Geçen haftanın hak ihlalleri (16 Eylül-22 Eylül) : Diyarbakır'da belgeli fişleme

"Diyarbakır Adliyesi’nde görev yapan kamu çalışanlarının, 'PKK’li', 'Hizbullahçı', 'KDP’li', 'Kürtçü', 'BES’li' şeklinde fişlendiği skandal bir belge, Diyarbakır’da görülen bir davanın dosyasında çıktı... Yeni eğitim müfredatında ise sosyoloji dersinde Marx'ın yerine Kutlu Doğum Haftası konuldu. TEOG kaldırıldı, eğitimde her yolun imam hatipe çıkacağı bir dizayn verildi..."

Google Haberlere Abone ol

Şenal Sarıhan *

Sivil toplum kuruluşlarındaki görevim, avukatlık mesleğim boyunca takipçisi olduğum hak ihlallerini, şimdi de vekilliğim ile birlikte gelen TBMM İnsan Hakları İnceleme Komisyonu’ndaki Başkan Vekilliği görevimle takip etmeye devam ediyorum.

Her hafta siz değerli basın emekçilerine, Türkiye’de yaşanan hak ihlallerinden bazı örnekler sunmaya çalışacağım.

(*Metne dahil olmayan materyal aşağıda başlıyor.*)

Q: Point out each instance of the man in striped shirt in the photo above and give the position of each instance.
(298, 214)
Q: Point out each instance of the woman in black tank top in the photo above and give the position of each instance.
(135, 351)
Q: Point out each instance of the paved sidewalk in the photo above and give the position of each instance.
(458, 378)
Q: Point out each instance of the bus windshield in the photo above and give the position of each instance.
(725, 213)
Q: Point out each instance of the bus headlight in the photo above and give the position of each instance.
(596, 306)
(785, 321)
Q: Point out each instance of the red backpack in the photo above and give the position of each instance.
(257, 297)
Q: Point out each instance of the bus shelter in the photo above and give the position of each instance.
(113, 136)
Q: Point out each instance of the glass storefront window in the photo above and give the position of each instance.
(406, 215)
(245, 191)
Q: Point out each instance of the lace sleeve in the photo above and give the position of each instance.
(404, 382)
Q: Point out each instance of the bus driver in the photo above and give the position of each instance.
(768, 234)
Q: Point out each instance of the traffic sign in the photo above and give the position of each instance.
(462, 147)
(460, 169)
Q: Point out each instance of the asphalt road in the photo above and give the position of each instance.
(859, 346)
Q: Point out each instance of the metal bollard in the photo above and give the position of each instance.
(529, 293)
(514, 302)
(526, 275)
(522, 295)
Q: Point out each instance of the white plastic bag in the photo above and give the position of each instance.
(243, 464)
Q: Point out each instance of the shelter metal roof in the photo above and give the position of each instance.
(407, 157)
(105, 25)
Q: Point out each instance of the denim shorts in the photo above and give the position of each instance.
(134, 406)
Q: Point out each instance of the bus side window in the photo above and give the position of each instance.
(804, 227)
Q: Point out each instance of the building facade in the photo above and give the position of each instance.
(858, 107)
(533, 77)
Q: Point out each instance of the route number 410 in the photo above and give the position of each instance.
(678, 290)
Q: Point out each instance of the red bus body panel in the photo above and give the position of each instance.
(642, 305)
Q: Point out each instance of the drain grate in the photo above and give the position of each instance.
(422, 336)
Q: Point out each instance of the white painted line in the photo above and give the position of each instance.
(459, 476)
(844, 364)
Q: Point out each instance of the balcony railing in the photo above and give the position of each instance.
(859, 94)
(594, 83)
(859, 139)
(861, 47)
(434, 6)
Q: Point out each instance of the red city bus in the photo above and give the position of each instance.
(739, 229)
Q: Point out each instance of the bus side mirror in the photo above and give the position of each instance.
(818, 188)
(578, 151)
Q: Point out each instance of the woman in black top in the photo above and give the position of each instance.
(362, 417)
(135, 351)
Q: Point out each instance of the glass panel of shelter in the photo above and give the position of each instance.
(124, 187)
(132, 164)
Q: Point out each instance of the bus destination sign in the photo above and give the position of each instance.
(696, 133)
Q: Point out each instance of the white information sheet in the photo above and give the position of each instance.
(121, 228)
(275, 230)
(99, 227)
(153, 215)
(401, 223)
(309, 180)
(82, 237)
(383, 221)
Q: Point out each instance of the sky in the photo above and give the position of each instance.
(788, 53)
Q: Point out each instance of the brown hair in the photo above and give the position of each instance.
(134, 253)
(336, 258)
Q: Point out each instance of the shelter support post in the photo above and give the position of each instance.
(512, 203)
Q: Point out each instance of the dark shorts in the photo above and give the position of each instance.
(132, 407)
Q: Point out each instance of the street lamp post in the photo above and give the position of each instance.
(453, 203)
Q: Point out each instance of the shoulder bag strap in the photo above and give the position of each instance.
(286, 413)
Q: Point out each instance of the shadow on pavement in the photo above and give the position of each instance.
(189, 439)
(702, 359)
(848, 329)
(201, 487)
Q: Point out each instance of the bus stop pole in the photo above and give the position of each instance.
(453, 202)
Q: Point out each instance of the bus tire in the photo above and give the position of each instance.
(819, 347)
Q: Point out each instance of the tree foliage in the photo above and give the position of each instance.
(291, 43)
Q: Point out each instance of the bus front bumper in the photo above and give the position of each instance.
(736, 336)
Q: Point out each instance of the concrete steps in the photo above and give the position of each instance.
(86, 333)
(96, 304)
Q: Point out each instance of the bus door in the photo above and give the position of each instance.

Amacım hak ihlalleri anlamında pek çok sivil toplum kuruluşunun yaptığı çalışmaların görünür olmasına bir nebzede olsa katkı sunmak ve hak ihlalleri hafızasını dolayısıyla mücadelesini diri tutmaya katkı sağlamaktır.

Bu bağlamda aşağıda, 16-22 Eylül tarihleri arasında memleketimizde yaşanan örneklerden bazılarını bulabilirsiniz.

YENİ TÜRKİYE’DE LAİKLİĞE VEDA!

“Yeni Türkiye”nin dili ile söylersek, Türkiye’de bu hafta laikliğin ruhuna Fatiha okunduğunu gösteren birbirinden vahim olaylar yaşandı.

Diyanet İşleri Başkanı Türkiye’de vaka-ı adiyeden olduğu üzere anayasal suç işleyerek göreve başladı. Düşman hedefleri arasında ilk sıralarda laiklik olduğunu açıkladı.

Yeni eğitim öğretim yılı tekbirler ve Kur’an tilavetleri ile açıldı.

Müfredetta yer alan sosyoloji kitaplarından Marx çıkarıldı, Kutlu Doğum Haftası konuldu.

Erdoğan buyurdu TEOG kaldırıldı. Eğitimde her yolun İmam Hatip’e çıkacağı yeni bir dizayn verildi.

İktidardakiler son sürat Yeni Türkiye için hedeflerini hayata geçirirken, makbul görmedikleri ve bu topraklarda yeri olmadıklarını düşündüğü vatandaşlar için adres cezaevi oldu.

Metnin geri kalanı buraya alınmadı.